Rozdział 1

12.1K 537 95
                                    

 You can take everything I have
You can break everything I am
Like I'm made of glass
Like I'm made of paper
Go on and try to tear me down
I will be rising from the ground
Like a skyscraper!
Like a skyscraper! 


Podśpiewywałam pod nosem idąc do szkoły. Ta piosenka jest taka piękna, do tego śpiewa ją Demi. Mogłabym słuchać jej w kółko, a i tak mi się nie znudzi. W ogóle cała twórczość tej piosenkarki to jedna wielka perfekcja. Jej życiowe teksty, które można porównać do własnego życia. Dzięki muzyce można często znaleźć wiele rozwiązań do danej sytuacji. Ale również i ucieczkę. Niektórzy, gdy chcą o czymś zapomnieć, mają jakiś problem - wolą się napić. Ja natomiast wkładam słuchawki do uszu i włączam muzykę. To moja ucieczka.
Moje krótkie zamyślenie przerwał telefon, a dokładniej wibracja. Od razu wyciągnęłam go z kieszeni.

Od: Su

Treść: Kiedy będziesz?

Do: Su

Treść: Jestem obok ronda, minutka c; 

Schowałam z powrotem telefon i wyprostowałam się. Na przeciwko mnie pojawiła się moja szkoła. Duże, stare liceum, do którego chodzę już rok. Właśnie zaczęłam drugą klasę. Wszystkie moje przyjaźnie z gimnazjum się rozpadły, dlatego teraz przy sobie mam tylko Susan i Rebeccę. Przez wydarzenia z poprzedniej szkoły, przestałam tak ufać ludziom. Zamykam się w sobie i nakładam na twarz fałszywy uśmiech. Kolejny dzień udawania. Wiem, że jest to nie w porządku do nich, bo próbują o mnie dbać, ale to nie moja wina, że nie potrafię, prawda?
Przeszłam obok lasku, w którym zawsze wszyscy palą. Wzrokiem szukałam tylko jednej osoby, ale nie było jej tam. Skierowałam się więc do wejścia szkoły. Otworzyłam drzwi i weszłam po kilku schodkach i skierowałam się na korytarz na prawo. Na kilku ławkach rozsiadła się moja klasa. Na jednej z nich siedziała brunetka - Susan. Rozmawiała z Caroline i robiła coś na telefonie.
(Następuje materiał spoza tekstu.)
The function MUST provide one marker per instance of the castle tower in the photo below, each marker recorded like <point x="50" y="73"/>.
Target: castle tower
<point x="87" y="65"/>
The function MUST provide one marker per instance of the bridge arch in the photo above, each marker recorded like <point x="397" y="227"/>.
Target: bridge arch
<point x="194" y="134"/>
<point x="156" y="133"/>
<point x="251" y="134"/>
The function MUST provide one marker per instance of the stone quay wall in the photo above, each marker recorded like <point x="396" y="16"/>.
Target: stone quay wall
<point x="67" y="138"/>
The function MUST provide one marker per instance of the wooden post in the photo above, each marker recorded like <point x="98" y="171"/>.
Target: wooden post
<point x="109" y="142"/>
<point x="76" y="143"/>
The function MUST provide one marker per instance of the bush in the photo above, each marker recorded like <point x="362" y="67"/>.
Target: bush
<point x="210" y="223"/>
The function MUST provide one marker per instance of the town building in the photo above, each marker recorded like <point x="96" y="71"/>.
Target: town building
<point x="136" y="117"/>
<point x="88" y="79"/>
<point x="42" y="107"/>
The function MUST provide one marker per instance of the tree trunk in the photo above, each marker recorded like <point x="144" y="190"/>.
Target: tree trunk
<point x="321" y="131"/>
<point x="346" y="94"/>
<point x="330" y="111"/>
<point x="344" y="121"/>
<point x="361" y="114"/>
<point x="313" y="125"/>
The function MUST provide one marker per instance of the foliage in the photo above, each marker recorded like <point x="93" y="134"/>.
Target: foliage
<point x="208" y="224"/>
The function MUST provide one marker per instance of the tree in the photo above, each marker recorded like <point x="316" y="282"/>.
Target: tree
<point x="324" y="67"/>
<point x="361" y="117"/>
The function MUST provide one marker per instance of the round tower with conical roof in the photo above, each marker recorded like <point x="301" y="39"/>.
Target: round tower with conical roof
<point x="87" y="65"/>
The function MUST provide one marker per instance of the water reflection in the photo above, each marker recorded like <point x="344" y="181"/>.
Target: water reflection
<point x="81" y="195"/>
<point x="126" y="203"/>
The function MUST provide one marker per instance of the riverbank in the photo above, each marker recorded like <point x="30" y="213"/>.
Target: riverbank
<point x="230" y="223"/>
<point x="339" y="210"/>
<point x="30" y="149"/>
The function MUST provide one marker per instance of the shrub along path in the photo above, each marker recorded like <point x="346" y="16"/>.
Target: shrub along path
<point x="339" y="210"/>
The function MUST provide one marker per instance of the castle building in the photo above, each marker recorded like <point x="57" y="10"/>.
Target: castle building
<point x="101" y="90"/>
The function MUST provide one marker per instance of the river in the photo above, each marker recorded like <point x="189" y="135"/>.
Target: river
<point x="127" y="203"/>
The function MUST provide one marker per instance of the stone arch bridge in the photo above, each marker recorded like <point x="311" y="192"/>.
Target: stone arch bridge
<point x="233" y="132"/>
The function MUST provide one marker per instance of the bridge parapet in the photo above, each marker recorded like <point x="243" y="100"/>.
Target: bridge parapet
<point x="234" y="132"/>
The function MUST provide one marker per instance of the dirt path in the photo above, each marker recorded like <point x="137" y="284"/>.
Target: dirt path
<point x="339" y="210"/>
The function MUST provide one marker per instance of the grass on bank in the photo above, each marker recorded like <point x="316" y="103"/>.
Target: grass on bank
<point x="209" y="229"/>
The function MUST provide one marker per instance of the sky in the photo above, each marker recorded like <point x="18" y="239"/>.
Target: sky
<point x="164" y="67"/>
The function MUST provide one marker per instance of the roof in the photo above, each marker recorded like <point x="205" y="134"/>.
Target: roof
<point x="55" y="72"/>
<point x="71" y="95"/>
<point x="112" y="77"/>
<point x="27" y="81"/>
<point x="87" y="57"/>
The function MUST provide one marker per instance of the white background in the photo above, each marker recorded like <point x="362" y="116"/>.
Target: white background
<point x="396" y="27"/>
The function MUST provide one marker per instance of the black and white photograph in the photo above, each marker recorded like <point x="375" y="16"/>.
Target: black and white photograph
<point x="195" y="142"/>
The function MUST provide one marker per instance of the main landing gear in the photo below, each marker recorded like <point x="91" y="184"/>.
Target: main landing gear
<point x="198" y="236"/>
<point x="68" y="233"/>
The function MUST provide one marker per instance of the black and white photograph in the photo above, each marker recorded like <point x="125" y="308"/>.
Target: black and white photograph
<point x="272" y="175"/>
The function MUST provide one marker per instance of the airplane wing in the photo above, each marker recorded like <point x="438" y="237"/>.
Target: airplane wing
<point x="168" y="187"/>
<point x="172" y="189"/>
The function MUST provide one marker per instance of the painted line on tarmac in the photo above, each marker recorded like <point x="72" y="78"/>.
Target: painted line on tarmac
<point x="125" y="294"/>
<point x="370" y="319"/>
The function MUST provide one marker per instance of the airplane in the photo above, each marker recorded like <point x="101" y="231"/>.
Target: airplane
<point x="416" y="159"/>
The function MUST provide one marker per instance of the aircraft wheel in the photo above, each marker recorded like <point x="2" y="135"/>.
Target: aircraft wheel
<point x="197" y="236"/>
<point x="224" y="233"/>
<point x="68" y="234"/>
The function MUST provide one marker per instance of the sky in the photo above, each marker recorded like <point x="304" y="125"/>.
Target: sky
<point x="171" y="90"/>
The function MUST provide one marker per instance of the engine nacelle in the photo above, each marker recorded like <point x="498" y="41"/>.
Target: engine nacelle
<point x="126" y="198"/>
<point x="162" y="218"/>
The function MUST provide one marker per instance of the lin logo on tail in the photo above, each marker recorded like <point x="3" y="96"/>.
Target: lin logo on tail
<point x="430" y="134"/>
Wzięłam głęboki wdech i podeszłam do nich.

- Hej - przywitałam się. Uśmiechnęłam się lekko i rzuciłam torbę na podłogę. One odwzajemniły uśmiech.

- Podobno dziewczyna z socjalnej przefarbowała włosy na różowo - zaczęła Caro, a ja zmarszczyłam brwi.

- Która?

- Jedna z tych ślicznych bliźniaczek. Ta bardziej imprezowa. Ponoć denerwowało ją to, że wszyscy je mylą i zafarbowała włosy. - Wzruszyła ramionami. Zaśmiałam się cicho i pokręciłam głową. Nie wyróżniało ją to, że przespała się z połową szkoły i to nie tylko z chłopakami?
- Muszę iść po kawę. Kto chętny? - Uśmiechnęłam się i poruszyłam zabawnie brwiami.

- Idę - westchnęła moja przyjaciółka i wstała. Ruszyłyśmy w stronę schodów, po których zaczęłyśmy się od razu się wspinać.

- Jak Ci weekend minął? - zapytała, a ja wzruszyłam ramionami.

- Nudno. Jak to ja. Seriale, żarcie i muzyka. A Ty? - Skręciłyśmy na prawo i weszłyśmy na drugą część schodów. Od razu podniosłam wzrok i zobaczyłam . Siedziała na ławce. Włosy miała rozpuszczone, głowę nachyloną nad książką, przez co kosmyki opadały na jej twarz. Ubrana w obcisłe czarne dżinsy i luźny kremowy sweterek, siedziała i coś czytała. Brakowało mi patrzenia na nią przez cały weekend. Tak, patrzenia. Bo tylko to robię. Niby mamy razem lekcje, ale nigdy nie miałam okazji, aby z nią porozmawiać. Mimo to, lubię jej głos. Zawsze uśmiecham się, gdy musi coś przeczytać po angielsku albo włosku. Ma piękny akcent. Oczywiście włoski trochę kaleczy, jak każdy, bo uczymy się dopiero rok. Uważam jednak, że jest to urocze.